2. **The tool-of-origin canonical home** is highest authority for
facts that are tool-managed: KB-CAD wins over AtoCore entities
for CAD-side structure facts; KB-FEM wins for FEM result facts.
3. **AtoCore entities** are highest authority for facts that are
AtoCore-managed: Decisions, Requirements, Constraints,
ValidationClaims (when the supporting Results are still loose).

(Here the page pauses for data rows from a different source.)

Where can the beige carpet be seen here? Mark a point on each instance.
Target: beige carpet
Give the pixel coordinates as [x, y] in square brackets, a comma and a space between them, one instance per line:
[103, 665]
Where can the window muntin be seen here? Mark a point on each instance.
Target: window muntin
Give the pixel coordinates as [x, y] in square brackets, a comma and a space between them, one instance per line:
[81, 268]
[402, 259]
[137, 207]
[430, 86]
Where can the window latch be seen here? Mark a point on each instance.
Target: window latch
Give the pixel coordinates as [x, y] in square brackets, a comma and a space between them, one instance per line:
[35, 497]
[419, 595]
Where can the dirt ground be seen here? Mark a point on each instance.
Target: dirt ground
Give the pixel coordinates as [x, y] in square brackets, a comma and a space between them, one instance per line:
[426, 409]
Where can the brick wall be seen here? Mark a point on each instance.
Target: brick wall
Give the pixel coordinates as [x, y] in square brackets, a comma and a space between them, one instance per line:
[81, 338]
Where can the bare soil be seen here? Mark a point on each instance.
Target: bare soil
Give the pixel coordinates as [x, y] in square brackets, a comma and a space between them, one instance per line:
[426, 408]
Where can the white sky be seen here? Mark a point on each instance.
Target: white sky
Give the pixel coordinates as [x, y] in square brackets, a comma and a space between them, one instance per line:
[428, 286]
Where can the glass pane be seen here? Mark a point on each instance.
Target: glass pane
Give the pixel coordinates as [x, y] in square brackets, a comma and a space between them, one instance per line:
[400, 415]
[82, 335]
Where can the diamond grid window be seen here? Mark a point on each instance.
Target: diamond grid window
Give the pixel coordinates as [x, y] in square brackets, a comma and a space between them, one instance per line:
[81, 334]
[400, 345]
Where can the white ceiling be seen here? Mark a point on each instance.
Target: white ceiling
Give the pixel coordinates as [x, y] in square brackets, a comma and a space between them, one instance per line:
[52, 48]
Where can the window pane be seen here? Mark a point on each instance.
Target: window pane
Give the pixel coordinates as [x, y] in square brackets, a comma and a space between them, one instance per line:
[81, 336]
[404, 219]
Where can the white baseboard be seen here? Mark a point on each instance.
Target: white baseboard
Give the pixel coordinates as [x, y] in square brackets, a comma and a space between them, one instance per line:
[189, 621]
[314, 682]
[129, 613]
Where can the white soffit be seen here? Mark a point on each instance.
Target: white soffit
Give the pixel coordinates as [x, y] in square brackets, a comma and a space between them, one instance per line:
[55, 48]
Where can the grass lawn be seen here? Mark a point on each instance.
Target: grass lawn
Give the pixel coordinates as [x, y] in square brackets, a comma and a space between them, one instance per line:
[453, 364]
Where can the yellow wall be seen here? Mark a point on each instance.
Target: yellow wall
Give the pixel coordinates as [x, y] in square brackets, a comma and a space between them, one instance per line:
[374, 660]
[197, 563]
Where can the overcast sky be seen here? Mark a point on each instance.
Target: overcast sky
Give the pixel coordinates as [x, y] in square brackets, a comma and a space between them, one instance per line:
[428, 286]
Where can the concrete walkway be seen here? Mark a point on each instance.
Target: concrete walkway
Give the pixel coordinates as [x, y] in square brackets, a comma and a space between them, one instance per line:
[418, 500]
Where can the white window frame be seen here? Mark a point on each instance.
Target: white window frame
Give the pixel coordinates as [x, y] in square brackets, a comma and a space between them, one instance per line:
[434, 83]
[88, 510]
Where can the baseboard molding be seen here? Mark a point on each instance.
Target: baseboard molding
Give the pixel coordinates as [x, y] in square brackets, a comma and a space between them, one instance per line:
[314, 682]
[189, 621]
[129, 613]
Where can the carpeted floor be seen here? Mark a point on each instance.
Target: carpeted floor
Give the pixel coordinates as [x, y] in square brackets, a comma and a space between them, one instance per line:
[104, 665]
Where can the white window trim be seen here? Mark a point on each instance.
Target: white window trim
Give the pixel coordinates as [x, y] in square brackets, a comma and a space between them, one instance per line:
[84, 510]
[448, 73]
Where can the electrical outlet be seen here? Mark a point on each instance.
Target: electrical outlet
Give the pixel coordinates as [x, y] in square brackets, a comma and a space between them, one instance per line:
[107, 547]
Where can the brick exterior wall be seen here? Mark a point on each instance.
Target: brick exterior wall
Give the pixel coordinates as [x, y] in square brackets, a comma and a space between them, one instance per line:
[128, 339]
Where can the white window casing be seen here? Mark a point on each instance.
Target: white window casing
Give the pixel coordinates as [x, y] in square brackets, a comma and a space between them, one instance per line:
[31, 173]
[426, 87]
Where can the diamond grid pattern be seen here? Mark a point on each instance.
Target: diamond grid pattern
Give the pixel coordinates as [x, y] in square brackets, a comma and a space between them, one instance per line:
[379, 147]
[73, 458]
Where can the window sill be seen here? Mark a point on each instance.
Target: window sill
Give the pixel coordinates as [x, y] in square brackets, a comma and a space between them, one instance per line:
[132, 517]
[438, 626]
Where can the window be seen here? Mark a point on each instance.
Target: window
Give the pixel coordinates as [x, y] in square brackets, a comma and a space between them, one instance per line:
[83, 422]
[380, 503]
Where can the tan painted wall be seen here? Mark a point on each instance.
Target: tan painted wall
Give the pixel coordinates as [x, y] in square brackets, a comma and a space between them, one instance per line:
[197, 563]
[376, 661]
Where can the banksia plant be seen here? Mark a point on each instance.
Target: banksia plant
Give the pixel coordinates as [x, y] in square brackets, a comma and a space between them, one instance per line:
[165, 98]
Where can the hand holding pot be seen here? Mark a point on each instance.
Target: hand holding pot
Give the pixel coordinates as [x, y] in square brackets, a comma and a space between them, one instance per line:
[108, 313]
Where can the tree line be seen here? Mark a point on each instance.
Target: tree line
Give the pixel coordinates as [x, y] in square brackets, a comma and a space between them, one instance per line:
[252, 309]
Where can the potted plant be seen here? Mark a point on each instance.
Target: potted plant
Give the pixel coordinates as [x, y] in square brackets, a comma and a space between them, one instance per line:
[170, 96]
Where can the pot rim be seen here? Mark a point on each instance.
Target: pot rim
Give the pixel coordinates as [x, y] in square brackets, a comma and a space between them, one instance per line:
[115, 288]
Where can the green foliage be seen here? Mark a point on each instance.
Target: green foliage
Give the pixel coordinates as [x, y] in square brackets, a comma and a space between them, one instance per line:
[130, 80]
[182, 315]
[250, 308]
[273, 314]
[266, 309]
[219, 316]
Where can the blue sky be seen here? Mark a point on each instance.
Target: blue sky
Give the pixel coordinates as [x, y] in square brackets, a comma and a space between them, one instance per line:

4. **Active AtoCore memories** are highest authority for personal
facts (identity, preference, episodic).
5. **Source chunks (PKM, repos, ingested docs)** are lowest
authority — they are the raw substrate from which higher layers
are extracted, but they may be stale, contradictory among
themselves, or out of date.
This is the same hierarchy enforced by `conflict-model.md`. This
document just makes it explicit per fact kind.
## Examples
### Example 1 — "what material does the lateral support pad use?"
Possible representations:
- KB-CAD has the field `component.lateral-support-pad.material = "GF-PTFE"`
- A PKM note from last month says "considering PEEK for the
lateral support, GF-PTFE was the previous choice"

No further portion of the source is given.